Anonymous inner class
A class defined and used by inheriting a parent class or implementing an interface
The generic
The nature of generics is parameterized types.
Without generics, we can use the reference Object class to implement arbitrary parameterization.
The benefit of using generics is that you can check type safety at compile time, and all mandatory type conversions are automated and implicit, improving code security and reuse.
Generic markup and generic qualification: E, T, K, V, N,?
The serial number | The generic tag | instructions |
---|---|---|
1 | E-Element | Used in a collection to represent the elements stored in the collection |
2 | T-Type | Said Java classes |
3 | K-Key | Said key |
4 | V-Value | Said value |
5 | N-Number | Presentation data type |
6 | ? | Represents an indeterminate Java type |
Type erasure
Type parameters added to generics during coding are removed by the compiler at compile time, a process called type erasure.

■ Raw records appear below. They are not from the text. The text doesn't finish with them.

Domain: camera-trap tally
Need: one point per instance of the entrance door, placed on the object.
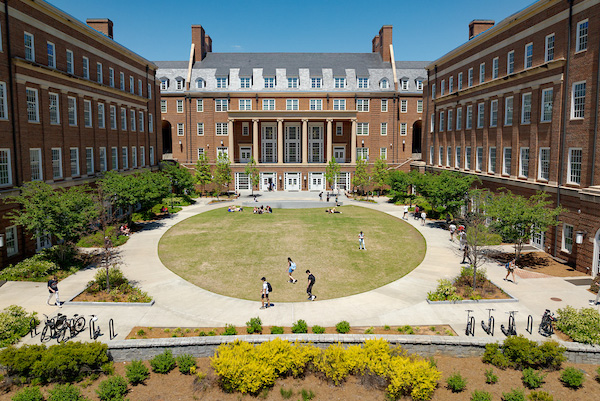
(292, 181)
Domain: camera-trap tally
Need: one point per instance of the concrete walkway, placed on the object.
(182, 304)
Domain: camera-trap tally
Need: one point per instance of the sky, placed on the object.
(423, 30)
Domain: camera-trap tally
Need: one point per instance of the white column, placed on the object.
(230, 135)
(255, 140)
(304, 141)
(353, 142)
(280, 141)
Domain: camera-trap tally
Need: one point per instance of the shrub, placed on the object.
(514, 394)
(136, 372)
(14, 324)
(582, 325)
(276, 330)
(300, 327)
(29, 394)
(478, 395)
(456, 383)
(163, 363)
(66, 392)
(342, 327)
(112, 389)
(254, 325)
(572, 378)
(185, 362)
(532, 378)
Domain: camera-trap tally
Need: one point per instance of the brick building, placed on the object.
(517, 105)
(292, 112)
(73, 103)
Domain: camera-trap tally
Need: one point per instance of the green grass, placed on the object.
(228, 253)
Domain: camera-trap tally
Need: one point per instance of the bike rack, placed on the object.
(111, 329)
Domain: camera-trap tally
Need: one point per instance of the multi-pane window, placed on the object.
(269, 82)
(549, 53)
(221, 104)
(578, 100)
(363, 83)
(544, 164)
(51, 54)
(494, 113)
(33, 112)
(268, 104)
(221, 128)
(339, 104)
(526, 108)
(29, 47)
(316, 104)
(508, 110)
(362, 104)
(547, 95)
(35, 164)
(492, 160)
(574, 166)
(524, 163)
(245, 104)
(510, 62)
(87, 113)
(507, 161)
(469, 117)
(582, 32)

First, find the concrete class (typically Object) to replace type parameters, use an upper bound on type parameters if defined, and then replace all type parameters in your code with concrete classes.
Serialization (Principle to be added)
To implement serialization, a class simply implements the Java.io.Serializable interface.
Serialization does not save and transient variables
Object serialization and deserialization can be implemented using JDK native ObjectOutputStream and ObjectInputStream, and custom serialization strategies can be implemented by calling writeObject and readObject methods.